Julius Williams

No. 90
- Position: Defensive lineman

Personal information
- Born: July 19, 1986 (age 40) Decatur, Georgia, U.S.
- Listed height: 6 ft 2 in (1.88 m)
- Listed weight: 265 lb (120 kg)

Career information
- High school: Towers (Decatur, Georgia)
- College: Connecticut
- NFL draft: 2009: undrafted

Career history
- Jacksonville Jaguars (2009–2010); Hartford Colonials (2010); Edmonton Eskimos (2011–2012); BC Lions (2013); San Jose SaberCats (2014); Philadelphia Soul (2014); Las Vegas Outlaws (2015);

Career NFL statistics
- Total tackles: 8
- Stats at Pro Football Reference

Career CFL statistics
- Total tackles: 26
- Sacks: 8
- Stats at CFL.ca (archived)

= Julius Williams =

American gridiron football player (born 1986)

Julius Williams (born July 19, 1986) is an American former professional football defensive lineman. He last played for the Las Vegas Outlaws of the Arena Football League (AFL). He was signed by the Jacksonville Jaguars as an undrafted free agent in 2009. He played college football at Connecticut.

==Professional career==
Williams signed with the Jacksonville Jaguars in the spring of 2009 and was one of only two undrafted free agents to make the opening day roster. As a rookie, he was active for 11 games and started one contest at defensive end. He was released by Jacksonville at the final cut down in 2010 and joined Hartford of the UFL for the final weeks of that league's inaugural season.

Williams signed with the Edmonton Eskimos on April 1, 2011. He began the season on the 1-game injured list with a dislocated elbow. He was activated for Game 4 and in 15 games (15 starts) had 20 defensive tackles, 5 quarterback sacks and a tackle for a loss. Julius also started the Western Semi-Final (1 defensive tackle and a quarterback sack) and the Western Final (1 defensive tackle).

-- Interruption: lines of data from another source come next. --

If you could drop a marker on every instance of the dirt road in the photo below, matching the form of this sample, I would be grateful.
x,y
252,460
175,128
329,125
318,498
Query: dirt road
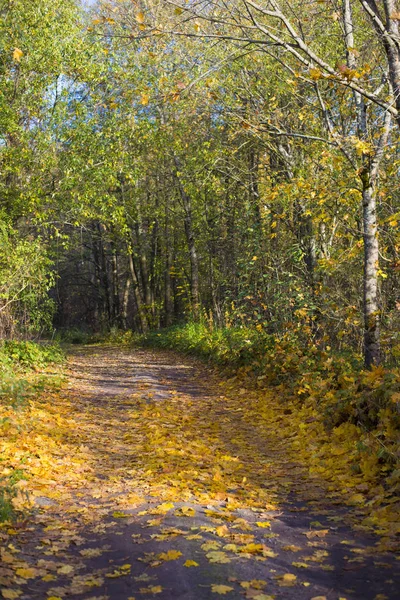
x,y
159,485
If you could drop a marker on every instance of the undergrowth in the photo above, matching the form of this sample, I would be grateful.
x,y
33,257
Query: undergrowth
x,y
331,387
23,373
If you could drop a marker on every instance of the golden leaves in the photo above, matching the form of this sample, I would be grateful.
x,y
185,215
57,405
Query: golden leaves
x,y
221,589
319,533
162,509
11,594
190,563
286,580
26,573
219,557
263,524
153,589
185,511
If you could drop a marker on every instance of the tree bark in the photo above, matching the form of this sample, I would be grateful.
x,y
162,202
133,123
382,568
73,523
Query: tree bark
x,y
191,241
372,351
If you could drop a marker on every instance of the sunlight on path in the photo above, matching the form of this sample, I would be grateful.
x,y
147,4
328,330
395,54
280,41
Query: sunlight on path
x,y
151,479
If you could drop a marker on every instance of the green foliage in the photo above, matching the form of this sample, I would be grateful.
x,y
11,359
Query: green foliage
x,y
20,366
25,279
330,383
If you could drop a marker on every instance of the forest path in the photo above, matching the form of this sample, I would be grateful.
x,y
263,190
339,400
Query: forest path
x,y
159,483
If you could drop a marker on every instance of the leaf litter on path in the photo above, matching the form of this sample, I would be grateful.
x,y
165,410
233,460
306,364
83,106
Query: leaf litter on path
x,y
229,508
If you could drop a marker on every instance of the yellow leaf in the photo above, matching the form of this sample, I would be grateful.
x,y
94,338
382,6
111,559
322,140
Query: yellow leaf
x,y
161,509
26,573
11,594
170,555
185,511
190,563
218,557
49,577
154,589
317,533
286,580
222,531
255,584
65,570
315,74
117,514
292,548
221,589
17,54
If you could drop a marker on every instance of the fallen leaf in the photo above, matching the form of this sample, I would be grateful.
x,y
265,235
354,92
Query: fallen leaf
x,y
218,557
10,594
26,573
65,570
170,555
221,589
286,580
17,54
190,563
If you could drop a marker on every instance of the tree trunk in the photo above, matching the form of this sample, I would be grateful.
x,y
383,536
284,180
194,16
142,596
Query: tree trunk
x,y
372,351
190,237
138,297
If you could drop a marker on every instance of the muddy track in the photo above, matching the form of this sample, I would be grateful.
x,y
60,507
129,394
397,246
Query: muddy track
x,y
163,488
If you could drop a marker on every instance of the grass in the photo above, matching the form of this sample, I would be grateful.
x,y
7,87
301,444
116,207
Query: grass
x,y
23,373
334,386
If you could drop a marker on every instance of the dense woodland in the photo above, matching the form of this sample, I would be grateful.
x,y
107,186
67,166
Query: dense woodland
x,y
234,163
221,178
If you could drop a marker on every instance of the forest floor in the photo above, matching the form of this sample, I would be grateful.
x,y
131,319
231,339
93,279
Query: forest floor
x,y
153,477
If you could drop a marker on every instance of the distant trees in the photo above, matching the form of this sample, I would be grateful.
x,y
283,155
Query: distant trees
x,y
235,162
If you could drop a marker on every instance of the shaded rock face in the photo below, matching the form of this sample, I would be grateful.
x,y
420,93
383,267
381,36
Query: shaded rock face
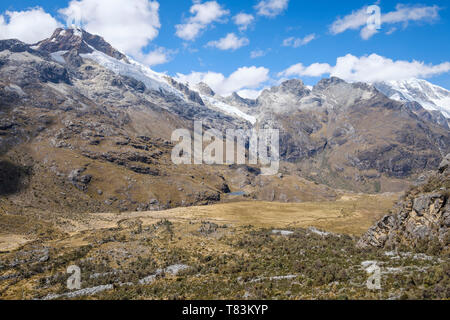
x,y
78,40
423,217
79,180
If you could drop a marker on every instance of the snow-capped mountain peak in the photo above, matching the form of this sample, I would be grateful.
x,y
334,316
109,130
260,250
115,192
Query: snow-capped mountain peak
x,y
431,97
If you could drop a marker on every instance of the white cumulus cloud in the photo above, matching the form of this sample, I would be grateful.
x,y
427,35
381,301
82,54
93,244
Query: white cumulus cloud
x,y
128,26
298,42
243,20
157,56
404,14
371,68
230,42
242,79
29,26
271,8
203,14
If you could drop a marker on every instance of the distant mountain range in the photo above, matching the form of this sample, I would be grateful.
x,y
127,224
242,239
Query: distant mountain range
x,y
77,113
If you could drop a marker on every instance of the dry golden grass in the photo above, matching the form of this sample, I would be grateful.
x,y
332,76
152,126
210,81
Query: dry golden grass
x,y
350,214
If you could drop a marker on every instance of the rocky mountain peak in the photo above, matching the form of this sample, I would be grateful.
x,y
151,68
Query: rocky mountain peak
x,y
236,99
328,82
294,86
78,40
204,89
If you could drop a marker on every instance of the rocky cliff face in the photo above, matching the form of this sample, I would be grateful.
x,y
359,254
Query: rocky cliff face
x,y
420,221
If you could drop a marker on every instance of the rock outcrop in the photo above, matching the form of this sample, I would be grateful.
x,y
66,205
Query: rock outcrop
x,y
420,220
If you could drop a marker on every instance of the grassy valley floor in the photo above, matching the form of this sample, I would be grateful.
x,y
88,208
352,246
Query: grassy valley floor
x,y
237,250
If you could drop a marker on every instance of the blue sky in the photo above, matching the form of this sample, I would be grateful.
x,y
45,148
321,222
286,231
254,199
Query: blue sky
x,y
287,36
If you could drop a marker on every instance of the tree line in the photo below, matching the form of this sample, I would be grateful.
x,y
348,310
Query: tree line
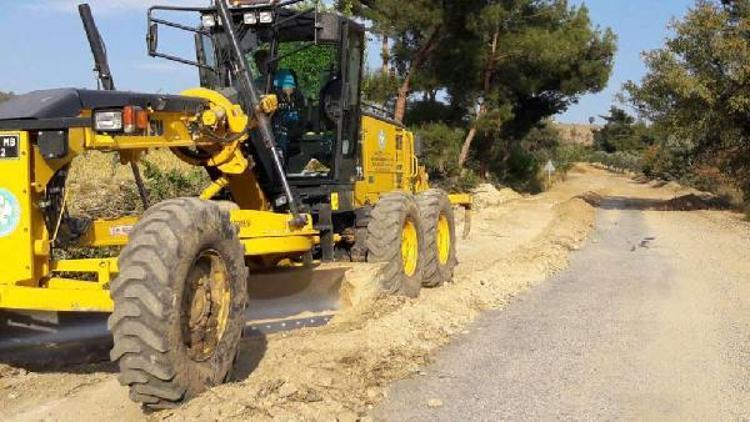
x,y
476,78
692,107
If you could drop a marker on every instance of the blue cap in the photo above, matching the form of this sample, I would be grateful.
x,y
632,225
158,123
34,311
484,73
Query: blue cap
x,y
285,80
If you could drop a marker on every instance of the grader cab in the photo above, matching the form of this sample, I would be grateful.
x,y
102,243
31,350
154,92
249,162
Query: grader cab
x,y
300,173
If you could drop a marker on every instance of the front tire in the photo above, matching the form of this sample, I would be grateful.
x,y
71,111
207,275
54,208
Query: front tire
x,y
180,300
395,238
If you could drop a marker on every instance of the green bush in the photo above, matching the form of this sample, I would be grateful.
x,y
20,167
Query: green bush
x,y
167,184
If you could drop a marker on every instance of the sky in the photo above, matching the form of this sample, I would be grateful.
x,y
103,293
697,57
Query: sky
x,y
44,46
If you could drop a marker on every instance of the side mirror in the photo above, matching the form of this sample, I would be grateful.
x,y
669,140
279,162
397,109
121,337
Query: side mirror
x,y
152,39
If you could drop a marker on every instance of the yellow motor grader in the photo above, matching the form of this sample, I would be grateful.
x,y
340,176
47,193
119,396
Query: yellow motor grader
x,y
300,170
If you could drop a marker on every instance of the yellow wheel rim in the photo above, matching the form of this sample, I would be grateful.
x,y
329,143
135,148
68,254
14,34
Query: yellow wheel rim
x,y
443,240
208,298
409,248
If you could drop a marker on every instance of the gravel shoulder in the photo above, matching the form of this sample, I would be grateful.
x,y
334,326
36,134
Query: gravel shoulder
x,y
650,322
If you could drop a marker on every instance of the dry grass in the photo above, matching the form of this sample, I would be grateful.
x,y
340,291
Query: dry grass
x,y
103,188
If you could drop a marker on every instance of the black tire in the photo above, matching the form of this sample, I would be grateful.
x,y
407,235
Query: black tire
x,y
434,205
173,247
384,239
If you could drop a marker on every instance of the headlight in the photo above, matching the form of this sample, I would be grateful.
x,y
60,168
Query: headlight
x,y
208,21
250,18
265,17
108,121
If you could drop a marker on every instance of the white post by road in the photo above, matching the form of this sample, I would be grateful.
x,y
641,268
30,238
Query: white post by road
x,y
549,168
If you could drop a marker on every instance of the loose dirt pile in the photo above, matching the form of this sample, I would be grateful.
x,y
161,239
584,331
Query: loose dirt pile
x,y
488,196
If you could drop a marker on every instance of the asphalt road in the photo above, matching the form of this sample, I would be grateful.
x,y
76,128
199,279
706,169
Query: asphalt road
x,y
650,322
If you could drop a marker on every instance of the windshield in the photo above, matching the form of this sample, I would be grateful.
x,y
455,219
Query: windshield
x,y
305,78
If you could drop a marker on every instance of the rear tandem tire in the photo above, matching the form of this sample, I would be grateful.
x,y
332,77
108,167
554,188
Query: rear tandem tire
x,y
180,301
440,237
394,222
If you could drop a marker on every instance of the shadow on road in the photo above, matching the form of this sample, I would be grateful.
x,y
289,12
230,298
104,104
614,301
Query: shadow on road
x,y
689,202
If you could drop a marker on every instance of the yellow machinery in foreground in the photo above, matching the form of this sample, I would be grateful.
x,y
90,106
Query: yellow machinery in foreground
x,y
298,172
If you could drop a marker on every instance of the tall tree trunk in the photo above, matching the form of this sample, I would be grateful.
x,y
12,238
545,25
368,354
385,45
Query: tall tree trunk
x,y
486,86
419,59
385,54
403,97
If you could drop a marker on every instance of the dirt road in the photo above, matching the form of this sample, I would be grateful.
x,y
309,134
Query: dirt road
x,y
650,322
343,371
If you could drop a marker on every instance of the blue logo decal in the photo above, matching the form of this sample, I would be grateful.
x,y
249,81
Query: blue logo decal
x,y
10,213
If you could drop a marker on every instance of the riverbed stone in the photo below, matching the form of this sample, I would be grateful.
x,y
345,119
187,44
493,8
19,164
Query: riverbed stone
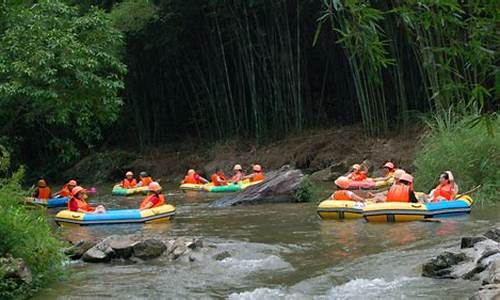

On May 15, 2014, Williams was assigned to the San Jose SaberCats of the Arena Football League (AFL). On June 2, 2014, Williams was traded to the Philadelphia Soul in exchange for Duke Robinson.

On December 22, 2014, Williams was selected by the Las Vegas Outlaws with the 4th pick of the 2014 expansion draft.

On May 8, 2015, Williams retired from professional football.